Università di Bologna, Bologna, Italy.
Center for Life Nano & Neuroscience, Italian Institute of Technology, Rome, Italy.
PLoS One. 2022 Apr 14;17(4):e0266004. doi: 10.1371/journal.pone.0266004. eCollection 2022.
Most proteins perform their biological function by interacting with one or more molecular partners. In this respect, characterizing local features of the molecular surface, that can potentially be involved in the interaction with other molecules, represents a step forward in the investigation of the mechanisms of recognition and binding between molecules. Predictive methods often rely on extensive samplings of molecular patches with the aim to identify hot spots on the surface. In this framework, analysis of large proteins and/or many molecular dynamics frames is often unfeasible due to the high computational cost. Thus, finding optimal ways to reduce the number of points to be sampled maintaining the biological information (including the surface shape) carried by the molecular surface is pivotal. In this perspective, we here present a new theoretical and computational algorithm with the aim of defining a set of molecular surfaces composed of points not uniformly distributed in space, in such a way as to maximize the information of the overall shape of the molecule by minimizing the number of total points. We test our procedure's ability in recognizing hot-spots by describing the local shape properties of portions of molecular surfaces through a recently developed method based on the formalism of 2D Zernike polynomials. The results of this work show the ability of the proposed algorithm to preserve the key information of the molecular surface using a reduced number of points compared to the complete surface, where all points of the surface are used for the description. In fact, the methodology shows a significant gain of the information stored in the sampling procedure compared to uniform random sampling.

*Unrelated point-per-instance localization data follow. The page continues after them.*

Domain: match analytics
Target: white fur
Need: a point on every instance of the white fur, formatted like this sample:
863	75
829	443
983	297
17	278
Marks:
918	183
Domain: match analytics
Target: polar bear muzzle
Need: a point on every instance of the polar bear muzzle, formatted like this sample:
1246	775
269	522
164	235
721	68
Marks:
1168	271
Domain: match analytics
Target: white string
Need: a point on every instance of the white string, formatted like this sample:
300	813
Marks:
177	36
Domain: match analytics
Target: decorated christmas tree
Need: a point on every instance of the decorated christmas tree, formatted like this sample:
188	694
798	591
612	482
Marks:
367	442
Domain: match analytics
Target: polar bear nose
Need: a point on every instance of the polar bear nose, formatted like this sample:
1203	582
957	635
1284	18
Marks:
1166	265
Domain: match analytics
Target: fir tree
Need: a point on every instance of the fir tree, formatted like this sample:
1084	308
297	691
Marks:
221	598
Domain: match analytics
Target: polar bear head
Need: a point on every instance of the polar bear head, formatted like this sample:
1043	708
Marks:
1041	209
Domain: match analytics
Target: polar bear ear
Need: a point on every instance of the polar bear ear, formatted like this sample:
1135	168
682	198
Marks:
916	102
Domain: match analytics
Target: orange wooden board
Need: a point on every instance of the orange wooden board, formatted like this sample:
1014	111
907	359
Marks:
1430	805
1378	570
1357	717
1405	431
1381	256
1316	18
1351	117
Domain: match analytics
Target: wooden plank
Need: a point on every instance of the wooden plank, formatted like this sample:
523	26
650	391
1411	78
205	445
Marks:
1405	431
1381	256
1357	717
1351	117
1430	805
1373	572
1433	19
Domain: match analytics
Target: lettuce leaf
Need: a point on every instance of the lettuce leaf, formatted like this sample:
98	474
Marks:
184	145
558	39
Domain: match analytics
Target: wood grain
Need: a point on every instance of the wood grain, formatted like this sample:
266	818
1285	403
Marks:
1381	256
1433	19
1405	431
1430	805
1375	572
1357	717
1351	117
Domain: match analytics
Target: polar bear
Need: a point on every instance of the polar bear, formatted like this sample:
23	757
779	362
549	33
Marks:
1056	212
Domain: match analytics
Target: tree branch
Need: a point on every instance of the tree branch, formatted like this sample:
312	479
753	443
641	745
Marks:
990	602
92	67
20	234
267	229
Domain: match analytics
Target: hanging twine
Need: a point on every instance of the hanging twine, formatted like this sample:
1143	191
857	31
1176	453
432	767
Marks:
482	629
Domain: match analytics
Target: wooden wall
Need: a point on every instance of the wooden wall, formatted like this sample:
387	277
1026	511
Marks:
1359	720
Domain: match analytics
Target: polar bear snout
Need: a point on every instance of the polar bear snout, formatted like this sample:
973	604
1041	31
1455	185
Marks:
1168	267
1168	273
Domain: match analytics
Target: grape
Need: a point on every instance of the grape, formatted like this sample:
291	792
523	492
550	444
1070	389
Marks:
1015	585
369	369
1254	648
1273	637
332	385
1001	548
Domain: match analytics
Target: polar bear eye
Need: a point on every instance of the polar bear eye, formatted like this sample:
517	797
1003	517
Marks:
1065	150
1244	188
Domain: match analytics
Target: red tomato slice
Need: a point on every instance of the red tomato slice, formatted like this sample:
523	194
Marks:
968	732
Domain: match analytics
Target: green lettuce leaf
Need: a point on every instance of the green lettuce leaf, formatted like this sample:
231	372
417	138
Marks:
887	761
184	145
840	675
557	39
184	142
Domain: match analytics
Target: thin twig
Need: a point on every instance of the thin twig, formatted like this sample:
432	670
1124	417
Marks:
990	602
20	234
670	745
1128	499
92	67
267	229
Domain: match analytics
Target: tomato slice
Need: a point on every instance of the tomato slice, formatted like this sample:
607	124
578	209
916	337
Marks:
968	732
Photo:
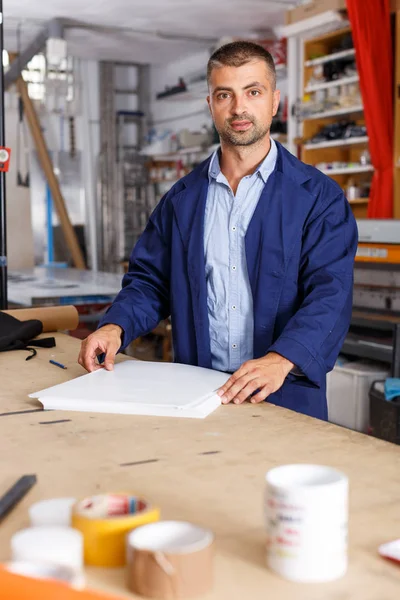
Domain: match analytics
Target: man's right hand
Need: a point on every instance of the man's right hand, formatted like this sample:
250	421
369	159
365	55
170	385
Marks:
105	340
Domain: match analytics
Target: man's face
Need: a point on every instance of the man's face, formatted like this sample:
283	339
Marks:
242	102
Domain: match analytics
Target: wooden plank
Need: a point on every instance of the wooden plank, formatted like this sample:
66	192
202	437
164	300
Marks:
47	166
207	471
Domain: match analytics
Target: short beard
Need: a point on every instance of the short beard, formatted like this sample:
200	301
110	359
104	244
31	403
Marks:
243	138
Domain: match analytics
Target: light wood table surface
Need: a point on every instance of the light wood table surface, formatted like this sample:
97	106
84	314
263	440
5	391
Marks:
209	471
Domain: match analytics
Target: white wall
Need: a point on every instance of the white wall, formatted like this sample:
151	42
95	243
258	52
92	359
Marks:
173	113
19	228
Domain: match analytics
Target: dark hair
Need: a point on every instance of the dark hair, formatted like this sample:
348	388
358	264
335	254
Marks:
239	53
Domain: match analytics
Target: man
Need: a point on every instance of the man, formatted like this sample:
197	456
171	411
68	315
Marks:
251	254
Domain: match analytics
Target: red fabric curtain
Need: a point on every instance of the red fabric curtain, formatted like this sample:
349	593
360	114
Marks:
372	37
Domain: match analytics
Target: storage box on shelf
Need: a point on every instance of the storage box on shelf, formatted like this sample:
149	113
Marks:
335	139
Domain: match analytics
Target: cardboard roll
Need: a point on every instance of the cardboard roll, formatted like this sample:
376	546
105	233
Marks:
170	560
105	520
54	318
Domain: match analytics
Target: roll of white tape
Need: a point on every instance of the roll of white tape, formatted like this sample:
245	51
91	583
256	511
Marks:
38	570
54	545
56	511
307	513
170	560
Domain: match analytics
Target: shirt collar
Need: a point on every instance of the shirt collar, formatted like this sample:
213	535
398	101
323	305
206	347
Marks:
264	169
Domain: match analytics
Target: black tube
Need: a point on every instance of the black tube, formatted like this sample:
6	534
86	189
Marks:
3	226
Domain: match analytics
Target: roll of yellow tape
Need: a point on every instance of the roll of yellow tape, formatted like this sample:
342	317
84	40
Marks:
104	522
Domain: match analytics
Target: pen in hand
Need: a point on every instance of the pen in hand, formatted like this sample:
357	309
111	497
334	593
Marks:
54	362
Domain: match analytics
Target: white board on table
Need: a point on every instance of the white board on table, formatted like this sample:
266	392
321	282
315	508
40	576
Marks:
140	388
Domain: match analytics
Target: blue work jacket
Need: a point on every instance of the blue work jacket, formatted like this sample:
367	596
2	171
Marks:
300	247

大多数蛋白质通过与一个或多个分子伴侣相互作用来发挥其生物功能。在这方面,描述分子表面局部特征,这些特征可能参与与其他分子的相互作用,是研究分子识别和结合机制的一个重要步骤。预测方法通常依赖于对分子斑块的广泛采样,目的是识别表面上的热点。在这个框架内,由于计算成本高,分析大型蛋白质和/或许多分子动力学帧通常是不可行的。因此,找到优化的方法来减少要采样的点数,同时保持分子表面所携带的生物信息(包括表面形状)是至关重要的。在这方面,我们提出了一种新的理论和计算算法,旨在定义一组由空间中不均匀分布的点组成的分子表面,以便通过最小化总点数来最大化分子整体形状的信息量。我们通过最近基于二维 Zernike 多项式形式主义的方法来描述分子表面部分的局部形状特性,来测试我们的程序识别热点的能力。这项工作的结果表明,与使用表面上所有点进行描述的完整表面相比,该算法能够使用较少的点来保留分子表面的关键信息。事实上,该方法与均匀随机采样相比,在采样过程中存储的信息方面有显著的提高。